Tuesday 13 March 2012

Three eggs today

In January we fulfilled one of our living-in-the-countryside dreams and bought three chickens.

After David had eyed up expensive, finely combed Basque fowl and we'd considered the pros and cons of a cockerel (he looks after his girls but might have your eye out with a claw) we eventually settled on three point-of-lay bog-standard red hens from the local garden centre. They were only about five euros apiece, but by the time we bought a coop, some food, a feeding trough and a water dispenser it's going to take a year or so to repay our investment.

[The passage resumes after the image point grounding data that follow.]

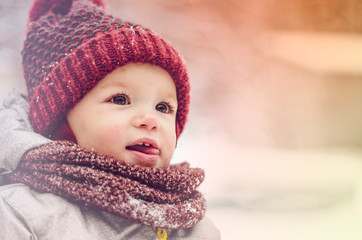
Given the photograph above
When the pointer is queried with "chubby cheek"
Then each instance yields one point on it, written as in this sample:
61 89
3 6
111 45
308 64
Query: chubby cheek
104 139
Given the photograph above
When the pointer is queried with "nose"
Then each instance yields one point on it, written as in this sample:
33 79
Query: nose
147 121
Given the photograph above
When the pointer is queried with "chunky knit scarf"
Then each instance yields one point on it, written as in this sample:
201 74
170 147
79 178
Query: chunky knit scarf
154 197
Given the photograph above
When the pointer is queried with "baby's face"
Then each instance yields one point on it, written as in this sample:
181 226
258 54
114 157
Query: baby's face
129 115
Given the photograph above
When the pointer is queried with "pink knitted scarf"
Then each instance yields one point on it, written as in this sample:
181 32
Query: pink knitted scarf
154 197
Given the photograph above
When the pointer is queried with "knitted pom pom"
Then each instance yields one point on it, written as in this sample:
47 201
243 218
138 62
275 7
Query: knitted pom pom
41 7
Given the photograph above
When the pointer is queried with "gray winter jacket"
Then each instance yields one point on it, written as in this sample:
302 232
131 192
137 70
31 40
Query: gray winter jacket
28 214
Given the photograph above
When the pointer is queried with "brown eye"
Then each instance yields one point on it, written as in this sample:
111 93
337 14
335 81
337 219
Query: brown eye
120 99
163 107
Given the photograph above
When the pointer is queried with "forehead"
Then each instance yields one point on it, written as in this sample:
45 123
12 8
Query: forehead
139 76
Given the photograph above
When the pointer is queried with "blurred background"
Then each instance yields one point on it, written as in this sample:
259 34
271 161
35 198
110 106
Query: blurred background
276 107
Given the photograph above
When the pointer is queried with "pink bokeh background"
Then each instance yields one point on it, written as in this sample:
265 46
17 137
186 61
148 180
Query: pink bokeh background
275 115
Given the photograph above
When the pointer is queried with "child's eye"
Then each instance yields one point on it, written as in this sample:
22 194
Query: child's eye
164 108
120 99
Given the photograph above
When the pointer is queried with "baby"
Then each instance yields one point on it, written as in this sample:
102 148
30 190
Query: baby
113 97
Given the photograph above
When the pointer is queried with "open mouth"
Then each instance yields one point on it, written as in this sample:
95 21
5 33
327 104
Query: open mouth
145 148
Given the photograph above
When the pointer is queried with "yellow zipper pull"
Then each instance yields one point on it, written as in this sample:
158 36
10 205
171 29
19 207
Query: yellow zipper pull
161 233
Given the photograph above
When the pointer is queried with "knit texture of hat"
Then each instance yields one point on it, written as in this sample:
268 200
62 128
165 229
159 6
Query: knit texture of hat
73 44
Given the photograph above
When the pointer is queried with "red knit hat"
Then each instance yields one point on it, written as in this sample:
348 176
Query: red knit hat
72 44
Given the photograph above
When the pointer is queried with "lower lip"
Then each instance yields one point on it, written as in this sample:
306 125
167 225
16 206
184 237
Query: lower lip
144 158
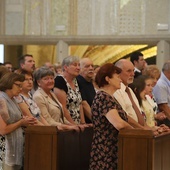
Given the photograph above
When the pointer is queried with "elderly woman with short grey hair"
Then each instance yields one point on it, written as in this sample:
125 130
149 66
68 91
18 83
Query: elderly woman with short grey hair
12 121
51 109
67 90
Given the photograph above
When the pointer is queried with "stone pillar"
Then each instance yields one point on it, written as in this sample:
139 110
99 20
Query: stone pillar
62 51
163 53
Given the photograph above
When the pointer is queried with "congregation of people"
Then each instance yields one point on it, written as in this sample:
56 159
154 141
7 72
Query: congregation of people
77 94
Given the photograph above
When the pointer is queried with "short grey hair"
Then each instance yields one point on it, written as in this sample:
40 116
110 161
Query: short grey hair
40 73
166 66
69 60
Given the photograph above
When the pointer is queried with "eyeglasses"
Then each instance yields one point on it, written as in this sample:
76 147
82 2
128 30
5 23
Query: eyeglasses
19 85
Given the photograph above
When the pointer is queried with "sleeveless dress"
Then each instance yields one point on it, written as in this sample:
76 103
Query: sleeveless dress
73 97
105 138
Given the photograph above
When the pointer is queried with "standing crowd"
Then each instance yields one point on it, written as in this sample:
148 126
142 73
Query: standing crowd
77 94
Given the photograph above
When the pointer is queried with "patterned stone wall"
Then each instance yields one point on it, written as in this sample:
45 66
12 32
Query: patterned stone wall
84 17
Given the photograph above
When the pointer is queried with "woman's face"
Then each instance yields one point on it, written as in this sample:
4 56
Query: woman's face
148 86
28 83
16 88
46 83
73 69
115 81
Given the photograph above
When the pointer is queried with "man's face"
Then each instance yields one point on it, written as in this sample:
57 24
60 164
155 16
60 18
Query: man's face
29 64
127 74
87 70
140 64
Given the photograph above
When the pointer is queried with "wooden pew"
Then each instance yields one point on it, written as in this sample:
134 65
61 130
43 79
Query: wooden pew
46 148
141 150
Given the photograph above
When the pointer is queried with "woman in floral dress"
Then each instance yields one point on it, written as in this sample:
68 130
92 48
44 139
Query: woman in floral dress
108 118
67 90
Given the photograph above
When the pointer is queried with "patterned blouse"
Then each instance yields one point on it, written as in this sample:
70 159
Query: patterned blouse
105 138
73 97
34 109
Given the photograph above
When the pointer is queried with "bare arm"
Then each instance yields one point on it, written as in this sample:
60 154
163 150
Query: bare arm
114 118
62 97
82 119
86 109
165 108
8 128
26 112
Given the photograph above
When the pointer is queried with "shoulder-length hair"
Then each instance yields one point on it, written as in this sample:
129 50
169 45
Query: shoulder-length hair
106 70
7 81
40 73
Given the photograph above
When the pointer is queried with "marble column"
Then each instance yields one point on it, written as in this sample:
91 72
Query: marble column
62 50
163 53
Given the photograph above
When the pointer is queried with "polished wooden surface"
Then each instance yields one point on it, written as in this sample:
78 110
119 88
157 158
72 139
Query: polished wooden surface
141 150
46 148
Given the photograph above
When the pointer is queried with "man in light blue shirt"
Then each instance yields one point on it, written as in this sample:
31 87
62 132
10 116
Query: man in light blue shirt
161 91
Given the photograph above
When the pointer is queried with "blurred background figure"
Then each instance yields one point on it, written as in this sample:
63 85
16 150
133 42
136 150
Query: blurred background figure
8 65
142 87
27 63
85 79
58 69
153 72
161 92
96 69
138 61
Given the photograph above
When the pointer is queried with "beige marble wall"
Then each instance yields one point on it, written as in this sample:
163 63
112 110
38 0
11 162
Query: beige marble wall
90 21
85 17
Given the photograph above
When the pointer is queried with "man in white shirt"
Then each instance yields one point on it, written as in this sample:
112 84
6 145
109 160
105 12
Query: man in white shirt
138 61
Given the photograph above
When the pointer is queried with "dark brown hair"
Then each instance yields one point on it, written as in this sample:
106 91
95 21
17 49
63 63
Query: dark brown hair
106 70
7 81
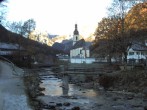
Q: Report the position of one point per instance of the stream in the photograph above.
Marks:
(67, 96)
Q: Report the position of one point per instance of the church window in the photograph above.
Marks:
(76, 37)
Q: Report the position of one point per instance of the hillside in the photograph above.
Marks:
(41, 52)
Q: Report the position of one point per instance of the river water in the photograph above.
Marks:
(59, 90)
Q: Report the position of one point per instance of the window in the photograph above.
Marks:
(76, 38)
(138, 53)
(131, 53)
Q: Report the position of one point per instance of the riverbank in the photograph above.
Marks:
(106, 99)
(12, 89)
(134, 81)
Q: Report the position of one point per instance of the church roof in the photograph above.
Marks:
(80, 43)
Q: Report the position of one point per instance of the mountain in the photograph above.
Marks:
(90, 38)
(50, 36)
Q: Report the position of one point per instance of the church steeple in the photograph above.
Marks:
(75, 35)
(76, 30)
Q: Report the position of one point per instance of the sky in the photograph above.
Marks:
(59, 16)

We tucked them up against the freezing winter winds with generous piles of sawdust and stacks of straw bales, bought 'Chickens for Dummies' and hoped for the best.

Eventually, one morning around Valentine's Day (the traditional start of the laying season) we found our first tiny brown egg nestling warmly in a corner of the coop. After that the eggs became bigger and bolder, but only ever one a day which seemed to signify that only one chicken was in lay (unless they were taking it in turns).

Then last week one of the hens shuffled herself down into a big pile of straw in the chicken run and began to make a nest. David predicted the second egg of the day and he was right - we got a little brown speckled one. We celebrated with eggs for breakfast on Sunday.




It was all going well until Sunday afternoon when the chickens were pootling around happily in the shade of the pine trees. (They have their own run, but usually escape and wander around until we put them back.) We'd forgotten that the puppy was off her lead. There was some barking and clucking, then a lot of squawking, flapping and pounding of paws. The puppy isolated one of the chickens and chased her down down the terraces into the forest, David chased the puppy, I tried to herd the other two chickens into their coop, David rugby-tackled the (very happy) puppy in a gorse bush and dragged her back to her kennel, and eventually we pulled the miraculously-not-dead-chicken out of the forest. Only one egg the next day.

But then today we had three eggs - hurray!